First, if a job fails to start because the description is invalid, then manager.Manager
will move it into the FAILED
state, rather than submitting it to the Executor
. That makes sense, but in this case no NO_JOBS
event is generated even if the invalid job is the last one, which can cause api.manager.Manager.wait4all()
to wait for such a message forever.
Second, there's a race condition in api.manager.Manager.wait4all()
. If the last job was valid and finished, and its status and NO_JOBS messages have been queued, then the AllJobsFinished
check in api.manager.Manager.wait4all()
will return True and we return from the function immediately.
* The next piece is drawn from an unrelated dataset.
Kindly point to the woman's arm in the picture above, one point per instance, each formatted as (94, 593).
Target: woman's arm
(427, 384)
However, it's possible that the JST/JFI/NO_JOBS have not yet been received. As a result, on the next call to wait4all()
if a job is running then AllJobsFinished
will return False, but then those previous messages will be received by the poller and wait4all()
returns while there are still running jobs.
This turned out to be a bit tricky to fix but I think I have something that works. See the explanation in #152.
An even better solution would be to replace the synchronous status request with AllJobsFinished
with a request that, on the server side, checks whether there are any active jobs, and if not posts a NO_JOBS message to the event queue. Then the client side can simply call that and then process events until it runs into a NO_JOBS one. But that requires a change in the protocol, and it will mean requiring a Poller rather than having it be optional, so I stopped short of that.
Currently if client submit 1k jobs, he asks about 1k job statuses. Instead there should be info returned from QCG-PJ if all submited jobs finished.